Canada’s big banks all offer various types of market-linked Guaranteed Investment Certificates (GICs). The idea is that your principal is 100% guaranteed, and if the stock market performs well enough you get higher returns than standard GICs pay. It’s like you can have your cake and eat it too. However, the returns usually have a fairly low cap. I decided to design my own market-linked GIC that I’d be happy to offer to the public if it weren’t for two things1.
My Double-Up GIC would offer the potential for a 100% gain over 5 years. The big banks tend to offer much lower maximum returns. The interest paid would be linked to the Canadian TSX 60 stocks and the U.S. S&P 500 stocks. However, even if stocks crash, investors’ principal would be 100% protected and would be paid back after 5 years.
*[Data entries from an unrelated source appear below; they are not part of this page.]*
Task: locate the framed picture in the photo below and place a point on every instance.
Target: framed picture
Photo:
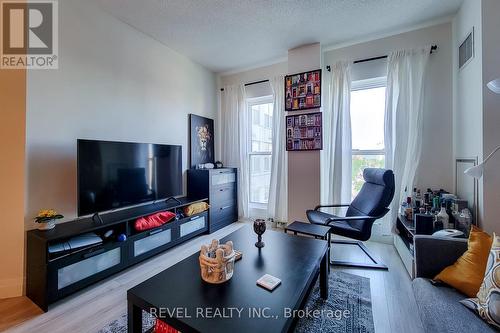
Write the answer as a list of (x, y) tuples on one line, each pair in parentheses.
[(201, 140), (303, 91), (304, 132), (466, 187)]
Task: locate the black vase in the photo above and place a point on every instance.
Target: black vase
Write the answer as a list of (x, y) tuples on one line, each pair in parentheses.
[(259, 226)]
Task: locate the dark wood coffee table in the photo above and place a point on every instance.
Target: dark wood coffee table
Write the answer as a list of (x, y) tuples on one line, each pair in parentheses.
[(182, 300)]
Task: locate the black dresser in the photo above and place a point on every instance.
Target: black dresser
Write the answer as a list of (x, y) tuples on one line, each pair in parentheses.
[(220, 187)]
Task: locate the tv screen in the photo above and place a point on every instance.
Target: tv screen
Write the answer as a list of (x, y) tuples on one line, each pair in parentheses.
[(113, 175)]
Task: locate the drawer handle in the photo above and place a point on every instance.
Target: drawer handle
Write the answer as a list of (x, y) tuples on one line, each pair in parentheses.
[(155, 232), (93, 253)]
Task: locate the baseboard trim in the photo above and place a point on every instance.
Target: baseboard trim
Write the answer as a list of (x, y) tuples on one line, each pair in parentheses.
[(11, 288)]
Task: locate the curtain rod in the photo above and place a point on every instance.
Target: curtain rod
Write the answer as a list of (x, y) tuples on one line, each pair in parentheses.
[(329, 68), (251, 83)]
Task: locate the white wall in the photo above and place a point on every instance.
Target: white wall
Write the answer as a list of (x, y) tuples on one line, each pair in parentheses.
[(491, 113), (255, 74), (113, 83), (467, 90), (304, 170), (436, 167)]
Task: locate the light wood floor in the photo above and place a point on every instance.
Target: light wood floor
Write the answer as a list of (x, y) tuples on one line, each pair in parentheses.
[(394, 308)]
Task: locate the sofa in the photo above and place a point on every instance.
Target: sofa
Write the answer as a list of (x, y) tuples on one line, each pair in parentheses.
[(438, 305)]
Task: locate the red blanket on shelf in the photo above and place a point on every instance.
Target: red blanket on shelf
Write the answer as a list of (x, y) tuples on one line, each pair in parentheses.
[(153, 221)]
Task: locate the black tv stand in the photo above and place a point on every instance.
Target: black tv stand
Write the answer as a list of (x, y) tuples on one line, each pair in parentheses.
[(172, 198), (97, 219), (51, 276)]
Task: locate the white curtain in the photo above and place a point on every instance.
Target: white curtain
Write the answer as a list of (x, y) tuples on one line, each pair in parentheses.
[(403, 119), (278, 190), (235, 131), (336, 161)]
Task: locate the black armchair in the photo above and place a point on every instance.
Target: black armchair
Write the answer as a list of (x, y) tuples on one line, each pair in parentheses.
[(370, 204)]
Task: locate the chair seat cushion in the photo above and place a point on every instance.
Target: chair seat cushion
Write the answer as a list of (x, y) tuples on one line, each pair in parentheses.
[(318, 217), (341, 228)]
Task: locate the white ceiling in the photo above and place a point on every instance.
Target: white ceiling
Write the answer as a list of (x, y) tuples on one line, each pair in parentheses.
[(224, 35)]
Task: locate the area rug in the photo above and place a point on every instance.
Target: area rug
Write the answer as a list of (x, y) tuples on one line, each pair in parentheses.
[(348, 309)]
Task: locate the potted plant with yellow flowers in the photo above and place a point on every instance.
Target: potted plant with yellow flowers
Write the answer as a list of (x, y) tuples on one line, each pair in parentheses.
[(46, 219)]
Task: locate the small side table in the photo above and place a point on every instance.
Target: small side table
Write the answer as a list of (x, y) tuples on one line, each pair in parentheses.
[(315, 230)]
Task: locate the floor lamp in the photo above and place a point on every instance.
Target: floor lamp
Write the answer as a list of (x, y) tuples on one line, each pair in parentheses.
[(477, 171)]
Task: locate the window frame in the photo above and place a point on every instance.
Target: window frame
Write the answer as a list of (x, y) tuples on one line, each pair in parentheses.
[(366, 84), (268, 99)]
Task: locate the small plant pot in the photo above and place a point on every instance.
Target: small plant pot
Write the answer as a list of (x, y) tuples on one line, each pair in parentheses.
[(51, 224)]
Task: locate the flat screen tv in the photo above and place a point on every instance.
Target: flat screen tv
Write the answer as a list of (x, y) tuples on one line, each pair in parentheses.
[(113, 175)]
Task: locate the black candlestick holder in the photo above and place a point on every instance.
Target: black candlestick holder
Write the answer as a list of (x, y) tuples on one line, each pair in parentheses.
[(259, 226)]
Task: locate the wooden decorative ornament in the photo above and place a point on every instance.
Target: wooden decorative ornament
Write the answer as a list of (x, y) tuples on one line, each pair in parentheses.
[(217, 262)]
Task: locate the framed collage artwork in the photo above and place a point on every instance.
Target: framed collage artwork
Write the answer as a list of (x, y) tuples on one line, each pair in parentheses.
[(304, 132), (303, 91)]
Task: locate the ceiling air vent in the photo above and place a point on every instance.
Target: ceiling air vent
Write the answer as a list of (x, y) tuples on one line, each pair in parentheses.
[(466, 50)]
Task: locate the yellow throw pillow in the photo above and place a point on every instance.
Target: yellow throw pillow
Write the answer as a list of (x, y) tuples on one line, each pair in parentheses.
[(467, 273), (196, 208), (487, 302)]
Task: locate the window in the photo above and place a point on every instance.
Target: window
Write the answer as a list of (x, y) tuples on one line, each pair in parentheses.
[(261, 112), (367, 127)]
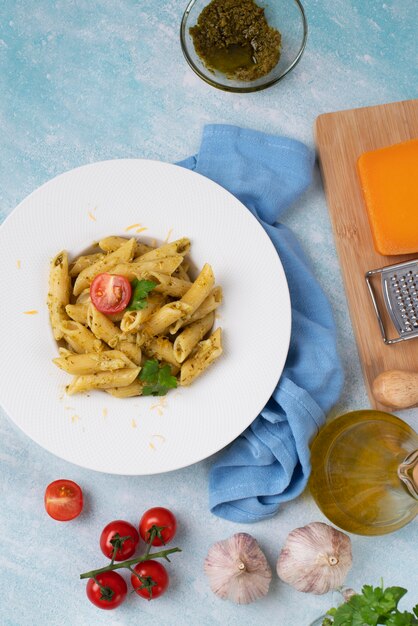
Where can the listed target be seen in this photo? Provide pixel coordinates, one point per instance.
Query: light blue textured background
(86, 81)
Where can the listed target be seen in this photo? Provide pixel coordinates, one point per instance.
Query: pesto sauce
(233, 37)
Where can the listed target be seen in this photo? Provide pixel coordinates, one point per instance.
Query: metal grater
(399, 285)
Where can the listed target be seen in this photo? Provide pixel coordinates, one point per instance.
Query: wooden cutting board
(340, 139)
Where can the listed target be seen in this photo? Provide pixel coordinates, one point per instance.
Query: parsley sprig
(371, 607)
(158, 377)
(140, 291)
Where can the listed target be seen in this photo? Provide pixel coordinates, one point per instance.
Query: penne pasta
(102, 327)
(187, 340)
(103, 380)
(207, 352)
(93, 362)
(135, 339)
(132, 320)
(161, 348)
(169, 285)
(209, 304)
(82, 262)
(77, 312)
(195, 295)
(79, 338)
(165, 317)
(58, 293)
(132, 350)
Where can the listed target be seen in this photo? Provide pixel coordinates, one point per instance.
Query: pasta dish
(130, 320)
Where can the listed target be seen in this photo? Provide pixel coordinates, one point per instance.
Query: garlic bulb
(237, 569)
(315, 558)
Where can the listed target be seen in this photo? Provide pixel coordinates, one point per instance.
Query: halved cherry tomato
(124, 537)
(107, 591)
(63, 500)
(110, 293)
(155, 579)
(164, 522)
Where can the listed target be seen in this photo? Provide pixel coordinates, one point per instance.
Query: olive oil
(365, 472)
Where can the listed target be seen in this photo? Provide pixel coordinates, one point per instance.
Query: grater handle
(386, 340)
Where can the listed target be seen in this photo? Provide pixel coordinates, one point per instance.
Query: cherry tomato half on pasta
(160, 518)
(151, 572)
(124, 536)
(110, 293)
(107, 591)
(63, 500)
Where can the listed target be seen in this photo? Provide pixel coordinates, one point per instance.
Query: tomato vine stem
(162, 554)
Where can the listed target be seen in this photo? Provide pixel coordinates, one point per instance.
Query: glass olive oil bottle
(365, 472)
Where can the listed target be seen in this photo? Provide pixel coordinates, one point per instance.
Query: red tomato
(108, 592)
(115, 531)
(150, 571)
(110, 293)
(63, 500)
(163, 520)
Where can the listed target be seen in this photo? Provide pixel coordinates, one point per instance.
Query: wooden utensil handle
(396, 388)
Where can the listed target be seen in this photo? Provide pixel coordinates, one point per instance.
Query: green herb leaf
(149, 372)
(158, 376)
(372, 607)
(140, 290)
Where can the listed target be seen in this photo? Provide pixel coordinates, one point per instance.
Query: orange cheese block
(389, 181)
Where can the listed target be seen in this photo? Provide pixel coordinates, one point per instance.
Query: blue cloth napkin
(270, 462)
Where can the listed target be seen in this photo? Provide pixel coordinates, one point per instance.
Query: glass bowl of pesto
(243, 45)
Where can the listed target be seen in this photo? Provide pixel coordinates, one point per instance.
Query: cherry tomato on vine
(107, 591)
(155, 579)
(119, 534)
(163, 520)
(110, 293)
(63, 500)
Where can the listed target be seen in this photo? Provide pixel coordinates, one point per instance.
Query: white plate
(140, 435)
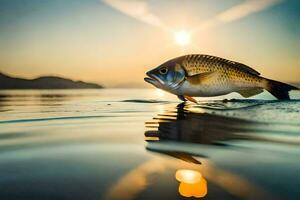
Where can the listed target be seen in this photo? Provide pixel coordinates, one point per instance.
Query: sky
(114, 42)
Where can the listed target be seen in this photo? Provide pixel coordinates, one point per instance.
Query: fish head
(167, 76)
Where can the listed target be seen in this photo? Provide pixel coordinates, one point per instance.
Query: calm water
(132, 144)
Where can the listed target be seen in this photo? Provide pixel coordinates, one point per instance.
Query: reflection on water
(233, 149)
(194, 125)
(185, 125)
(191, 183)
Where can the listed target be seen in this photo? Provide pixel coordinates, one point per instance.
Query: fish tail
(278, 89)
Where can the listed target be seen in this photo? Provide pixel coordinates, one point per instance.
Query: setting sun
(182, 38)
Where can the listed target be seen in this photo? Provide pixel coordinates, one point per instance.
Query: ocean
(145, 144)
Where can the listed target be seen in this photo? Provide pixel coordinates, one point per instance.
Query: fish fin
(250, 92)
(278, 89)
(202, 78)
(191, 99)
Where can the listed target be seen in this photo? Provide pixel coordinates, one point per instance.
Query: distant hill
(45, 82)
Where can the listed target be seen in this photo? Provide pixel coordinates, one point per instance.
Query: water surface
(132, 144)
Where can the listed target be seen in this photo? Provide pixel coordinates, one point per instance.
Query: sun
(182, 38)
(159, 93)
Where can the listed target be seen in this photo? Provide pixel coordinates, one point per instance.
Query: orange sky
(114, 42)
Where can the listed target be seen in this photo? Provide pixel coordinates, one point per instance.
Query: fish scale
(202, 75)
(230, 70)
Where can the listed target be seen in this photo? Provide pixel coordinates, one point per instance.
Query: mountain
(45, 82)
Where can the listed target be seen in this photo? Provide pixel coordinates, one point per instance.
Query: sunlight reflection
(192, 183)
(159, 93)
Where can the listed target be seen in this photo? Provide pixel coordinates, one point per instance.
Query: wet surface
(125, 144)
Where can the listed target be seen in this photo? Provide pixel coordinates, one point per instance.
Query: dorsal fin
(235, 64)
(230, 63)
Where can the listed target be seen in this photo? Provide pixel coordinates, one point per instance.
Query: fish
(200, 75)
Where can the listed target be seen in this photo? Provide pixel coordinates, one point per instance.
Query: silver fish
(200, 75)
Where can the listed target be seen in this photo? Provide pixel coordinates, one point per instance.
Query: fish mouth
(153, 80)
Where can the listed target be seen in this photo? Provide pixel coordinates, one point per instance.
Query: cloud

Here is the detailed calculation of the interest payment. In each of the 60 months we start with that month’s compounded share of the potential 100% gain (1.162%). Then we take the month’s returns of each of the 560 stocks and cap each stock’s return at its compounded share of the month’s maximum return (0.206 basis points) and then compound all the stock returns together. Then we compound together the 60 monthly returns to get your final 5-year return. If this final return is negative we move it up to zero; you never lose principal.
A big advantage of the Double-Up GIC is that it uses compound interest rather than the simple interest calculation many of the big banks use to calculate your market-linked GIC returns. We all know that compound interest grows your money faster than simple interest. Another advantage is that my interest calculation is much simpler than the elaborate calculations some of the big banks use.
Like other market-linked GICs, the Double-Up GIC strikes a balance between the bank’s desire for profits and investors’ desire for the appearance of safe access to stock-like returns.
1 Financial regulations and my ethics.